International calls for a war crimes probe into the 22-month Syrian conflict are growing after a watchdog reported that at least 26 children have been killed in the latest violence.
Reports of the child deaths came on Monday as the New York-based Human Rights Watch group accused Syrian President Bashar al-Assad’s regime of expanding its use of banned cluster bombs.
At least 57 governments have called on the UN Security Council to refer the Syria conflict to the International Criminal Court (ICC) for a war crimes investigation.
Photo: Reuters
Switzerland sent a petition requesting the move to the 15-member council, the only body that can refer the case to the court. However, the council and its five permanent members are deeply divided over the conflict.
The signatories included many European governments, as well as Libya and Tunisia, which both saw Arab Spring uprisings overthrow longstanding autocratic regimes.
The letter called on the council to refer the Syria conflict for an ICC investigation “without exceptions and irrespective of the alleged perpetrators.”
As Syria is not an ICC member, only a council referral could start a war crimes investigation.
The push came as eight children and five women were killed in an air strike on the town of Moadamiyat al-Sham, southwest of Damascus, the UK-based Syrian Observatory for Human Rights said.
“The children, all members of the same clan, were aged between six months and nine years old,” Observatory director Rami Abdel Rahman said.
Syrian state television blamed “terrorists” for the deaths.
Four other children, including two siblings, were killed in a separate attack near the capital, the Observatory added. Another eight were killed in the northern province of Aleppo — five of them in a single air strike.

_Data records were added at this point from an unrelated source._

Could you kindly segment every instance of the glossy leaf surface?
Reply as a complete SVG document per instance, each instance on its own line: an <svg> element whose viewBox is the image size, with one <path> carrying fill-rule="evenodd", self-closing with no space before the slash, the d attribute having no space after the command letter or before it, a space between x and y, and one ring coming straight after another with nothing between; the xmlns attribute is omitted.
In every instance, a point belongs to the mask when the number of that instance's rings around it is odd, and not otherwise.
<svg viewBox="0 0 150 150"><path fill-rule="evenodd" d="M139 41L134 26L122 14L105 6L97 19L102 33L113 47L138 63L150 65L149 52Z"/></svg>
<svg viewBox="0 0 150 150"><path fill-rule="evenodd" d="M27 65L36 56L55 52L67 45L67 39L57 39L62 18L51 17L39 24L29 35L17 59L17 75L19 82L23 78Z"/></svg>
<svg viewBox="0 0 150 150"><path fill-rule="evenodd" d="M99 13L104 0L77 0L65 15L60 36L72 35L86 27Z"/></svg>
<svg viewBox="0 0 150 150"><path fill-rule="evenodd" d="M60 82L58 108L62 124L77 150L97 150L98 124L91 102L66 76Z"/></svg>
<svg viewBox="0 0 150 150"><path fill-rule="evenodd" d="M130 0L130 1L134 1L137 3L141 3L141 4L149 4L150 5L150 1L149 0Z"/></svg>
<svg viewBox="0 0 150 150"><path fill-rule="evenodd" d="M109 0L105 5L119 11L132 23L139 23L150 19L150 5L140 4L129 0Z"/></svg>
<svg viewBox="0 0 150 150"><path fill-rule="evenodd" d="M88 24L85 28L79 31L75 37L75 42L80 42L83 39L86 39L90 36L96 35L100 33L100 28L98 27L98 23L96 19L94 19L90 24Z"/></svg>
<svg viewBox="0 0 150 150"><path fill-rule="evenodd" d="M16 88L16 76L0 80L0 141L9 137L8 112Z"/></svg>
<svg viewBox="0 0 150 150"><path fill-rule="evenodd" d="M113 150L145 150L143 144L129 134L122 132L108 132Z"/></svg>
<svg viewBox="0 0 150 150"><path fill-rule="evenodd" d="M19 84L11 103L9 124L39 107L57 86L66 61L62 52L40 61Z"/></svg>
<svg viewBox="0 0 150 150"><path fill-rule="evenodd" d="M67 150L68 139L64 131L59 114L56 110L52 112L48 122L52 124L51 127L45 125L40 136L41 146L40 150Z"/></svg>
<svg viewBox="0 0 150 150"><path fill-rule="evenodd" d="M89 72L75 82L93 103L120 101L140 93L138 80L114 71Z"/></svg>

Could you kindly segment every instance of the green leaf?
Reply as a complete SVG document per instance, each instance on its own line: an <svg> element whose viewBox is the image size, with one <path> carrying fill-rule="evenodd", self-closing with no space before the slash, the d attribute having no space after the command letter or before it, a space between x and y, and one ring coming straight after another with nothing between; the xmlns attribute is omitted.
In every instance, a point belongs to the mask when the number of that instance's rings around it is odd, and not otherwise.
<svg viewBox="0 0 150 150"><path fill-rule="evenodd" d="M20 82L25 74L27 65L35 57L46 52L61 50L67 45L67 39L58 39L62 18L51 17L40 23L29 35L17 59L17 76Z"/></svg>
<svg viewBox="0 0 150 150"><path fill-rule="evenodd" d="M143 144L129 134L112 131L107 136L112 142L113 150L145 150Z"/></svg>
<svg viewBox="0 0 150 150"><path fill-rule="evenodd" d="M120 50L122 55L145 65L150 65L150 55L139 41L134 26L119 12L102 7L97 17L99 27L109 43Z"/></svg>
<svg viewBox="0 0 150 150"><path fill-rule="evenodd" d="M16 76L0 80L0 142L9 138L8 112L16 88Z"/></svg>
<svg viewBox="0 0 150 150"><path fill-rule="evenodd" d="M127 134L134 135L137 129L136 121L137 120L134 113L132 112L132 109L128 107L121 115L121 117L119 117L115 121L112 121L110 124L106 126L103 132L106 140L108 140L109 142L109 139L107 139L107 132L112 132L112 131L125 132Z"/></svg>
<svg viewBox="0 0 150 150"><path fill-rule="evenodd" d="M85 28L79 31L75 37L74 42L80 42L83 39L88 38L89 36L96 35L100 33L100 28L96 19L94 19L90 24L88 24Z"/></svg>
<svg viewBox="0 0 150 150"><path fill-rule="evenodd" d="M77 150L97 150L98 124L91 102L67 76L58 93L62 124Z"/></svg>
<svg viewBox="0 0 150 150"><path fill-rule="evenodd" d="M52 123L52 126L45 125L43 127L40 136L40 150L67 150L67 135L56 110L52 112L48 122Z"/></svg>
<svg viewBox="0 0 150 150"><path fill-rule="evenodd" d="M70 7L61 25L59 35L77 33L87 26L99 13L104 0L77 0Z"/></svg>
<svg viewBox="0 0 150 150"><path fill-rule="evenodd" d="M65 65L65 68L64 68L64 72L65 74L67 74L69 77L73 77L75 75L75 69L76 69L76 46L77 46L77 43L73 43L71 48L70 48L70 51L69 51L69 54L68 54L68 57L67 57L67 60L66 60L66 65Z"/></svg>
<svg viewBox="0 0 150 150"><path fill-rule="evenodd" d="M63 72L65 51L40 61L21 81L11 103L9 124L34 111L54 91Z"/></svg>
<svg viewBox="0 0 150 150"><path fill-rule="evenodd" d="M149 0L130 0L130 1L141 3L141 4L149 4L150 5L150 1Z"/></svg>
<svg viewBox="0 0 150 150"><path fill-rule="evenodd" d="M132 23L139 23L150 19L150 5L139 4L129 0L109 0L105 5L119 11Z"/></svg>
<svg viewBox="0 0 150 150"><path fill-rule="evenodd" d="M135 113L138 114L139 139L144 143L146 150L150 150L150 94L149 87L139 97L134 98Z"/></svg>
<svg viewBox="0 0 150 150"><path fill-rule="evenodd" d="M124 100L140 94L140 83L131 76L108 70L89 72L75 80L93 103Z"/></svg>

Six more children died in other flashpoints in the country.
The Observatory says that more than 3,500 children have been killed since the Syrian conflict erupted in March 2011. The UN says more than 60,000 people have died in total.
In a separate statement, Steve Goose, the director of Human Rights Watch’s arms division, said: “Syria is escalating and expanding its use of cluster munitions, despite international condemnation of its embrace of this banned weapon.”
“It [Syria] is now resorting to a notoriously indiscriminate type of cluster munition that gravely threatens civilian populations,” he said.
The rights group said other governments should sign up to the Swiss-led initiative.
However, Russia and China, both veto-wielding permanent members of the council, have refused to sign it.
Russian Deputy Minister of Foreign Affairs Mikhail Bogdanov on Monday said that the five permanent members of the council would meet to discuss the Syrian crisis toward the end of the month.
Bogdanov also told Interfax news agency that the UN was looking at ways of sending a new observer mission to Syria.
UN World Food Programme executive director Ertharin Cousin said Syrian refugees urgently needed more aid.
Inside Syria, they were providing help to approximately 1.5 million people at a cost of US$25 million per month, she said.
UN refugee agency UNHCR on Monday reported that the number of Syrian refugees in Turkey had grown to more than 153,000.